Well, the first of our subscription concert weekends is done, and I’m left curiously unaffected. Maybe it’s always been this way – it’s just the range of emotions that I go through during the process of rehearsing and performing that has changed as the job has changed.

When I first came here in 1995, I had played in three different college/conservatory orchestras (University of Puget Sound, University of Maryland, Peabody Conservatory), one youth orchestra (Tacoma Youth Symphony), and three regional professional orchestras (Tacoma Symphony, Fairfax Symphony, Maryland Symphony). Plus two summers and Tanglewood Music Center in the Berkshires of Massachusetts and three summers at the National Orchestral Institute in the Washington, D.C. area.

So, while I wasn’t completely inexperienced, I was still green by major professional orchestra standards. I didn’t earn a salary in my previous jobs, they were freelance gigs with some tenure provisions, and they paid by the rehearsal and concert (known in industry parlance as a “service”). And the amount of repertoire that they would perform in a season might encompass 15 to 20 works, rather than the 60 or more that we learn each season here at the OSO.

In any event, I spent a lot of time listening to new pieces that were coming up, studying scores if time allowed, and practicing my ass off to make sure that I was prepared for the first rehearsal. The speed with which the orchestra seemed to polish new programs was astonishing to me! Just four rehearsals in the span of a week, and we were ready to perform. Contrast this with college orchestras, where an entire semester can be spent learning a single program, or summer festivals, where there are often twice as many rehearsals in the same amount of time. The atmosphere in rehearsals was generally very relaxed. Jimmy was not a taskmaster. He generally allowed the orchestra to find its own way to the final version that he wanted, and was very non-threatening. This has its good points and bad, the performances were often much more expansive and relaxed, but at the expense of ensemble precision, intonation, and any real sense of urgency. Still, there are some performances that I remember very much to this day as being very satisfying and enjoyable.

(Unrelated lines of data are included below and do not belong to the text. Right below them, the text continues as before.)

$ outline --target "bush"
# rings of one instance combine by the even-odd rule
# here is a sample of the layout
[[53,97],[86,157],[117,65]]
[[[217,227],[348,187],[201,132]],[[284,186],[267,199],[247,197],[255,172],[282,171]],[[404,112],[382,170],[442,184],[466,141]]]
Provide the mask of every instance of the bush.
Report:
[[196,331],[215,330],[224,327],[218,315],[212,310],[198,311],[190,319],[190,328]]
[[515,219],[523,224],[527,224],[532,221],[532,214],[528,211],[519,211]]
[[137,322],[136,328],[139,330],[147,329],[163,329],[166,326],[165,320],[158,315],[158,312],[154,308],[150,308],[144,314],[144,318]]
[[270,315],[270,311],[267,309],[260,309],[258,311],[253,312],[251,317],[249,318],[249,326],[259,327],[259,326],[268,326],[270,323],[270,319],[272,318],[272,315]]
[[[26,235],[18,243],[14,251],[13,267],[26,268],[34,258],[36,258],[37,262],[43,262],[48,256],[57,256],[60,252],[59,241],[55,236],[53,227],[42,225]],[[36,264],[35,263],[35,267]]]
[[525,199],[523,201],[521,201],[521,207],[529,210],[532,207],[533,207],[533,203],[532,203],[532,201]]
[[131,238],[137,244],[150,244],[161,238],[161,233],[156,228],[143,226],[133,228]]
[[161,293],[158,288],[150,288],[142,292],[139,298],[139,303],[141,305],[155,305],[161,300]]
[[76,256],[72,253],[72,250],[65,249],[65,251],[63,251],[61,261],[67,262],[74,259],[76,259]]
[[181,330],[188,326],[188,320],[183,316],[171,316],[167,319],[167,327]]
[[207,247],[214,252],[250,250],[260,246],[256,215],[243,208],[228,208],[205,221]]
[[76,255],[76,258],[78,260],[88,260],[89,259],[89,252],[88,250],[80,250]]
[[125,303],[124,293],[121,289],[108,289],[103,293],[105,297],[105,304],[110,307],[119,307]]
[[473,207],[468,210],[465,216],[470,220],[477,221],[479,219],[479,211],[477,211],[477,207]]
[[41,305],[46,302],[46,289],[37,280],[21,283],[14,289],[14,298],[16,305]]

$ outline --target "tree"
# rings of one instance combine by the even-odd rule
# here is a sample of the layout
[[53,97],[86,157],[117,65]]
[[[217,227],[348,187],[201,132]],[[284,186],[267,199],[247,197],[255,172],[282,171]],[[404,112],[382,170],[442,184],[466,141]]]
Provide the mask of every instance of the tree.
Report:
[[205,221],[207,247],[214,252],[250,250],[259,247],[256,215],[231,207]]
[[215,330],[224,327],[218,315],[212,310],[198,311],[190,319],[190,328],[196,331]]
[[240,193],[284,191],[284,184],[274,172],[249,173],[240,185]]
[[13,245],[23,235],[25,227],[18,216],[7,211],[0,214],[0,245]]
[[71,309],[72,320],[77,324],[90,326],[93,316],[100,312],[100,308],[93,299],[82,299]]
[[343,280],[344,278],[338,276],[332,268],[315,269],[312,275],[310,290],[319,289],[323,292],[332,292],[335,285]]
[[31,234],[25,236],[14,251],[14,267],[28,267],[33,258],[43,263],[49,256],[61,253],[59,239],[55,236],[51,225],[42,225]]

Much has changed in the intervening 11 seasons between then and now. It would have been unthinkable to present Also Sprach Zarathustra on the opening concert of the season and to expect much in the way of virtuosity when I first arrived. Now, however, the Strauss came together as well or better than the Heldenleben which ended last season. Clearly, the orchestra is sounding very good – technically speaking. We’re executing what our music director wants us to execute, and we’re doing it better with each passing year. However, I miss an element that I have always prized when working with my favorite conductors, and that is the element of give and take. I love it when the orchestra as a whole, or a section of the orchestra, is able to play something in “their” way and have the conductor integrate it into their vision, meeting half-way or at some other hard to define point in the interpretive spectrum. As good as we sound right now, I feel like we’re never able to just pull the cork and let the genie out of the bottle, so to speak, like we were able to do last season with Itzhak, and several seasons ago with Yakov Kreizburg.

I worry, because as things stand, we can achieve excellent technical performances with Carlos, but when someone with less technical command of the stick comes in, we’ve lost some of our ability to think on our own – it takes a rehearsal or two, if ever, for some of the self-confidence to come back. In seasons past, we’ve been encouraged by Carlos to not be “so nervous” at the first concerts of a series, to play out more and be more assertive. I find this hard to do, however, when during rehearsals the most common comment is “no” and the unspoken edict is “do it my way”, rather than something a bit more open and collaborative.

Do I regret any of the changes that have happened over the past three seasons? No, not at all. But I do think that there must be a way to have the best of both worlds as the relationship between the orchestra and our music director continues. I hope that it continues to deepen and grow, and that as the constitution of the orchestra’s membership continues to change, we find and regain some of our confidence in our experience and musiciality.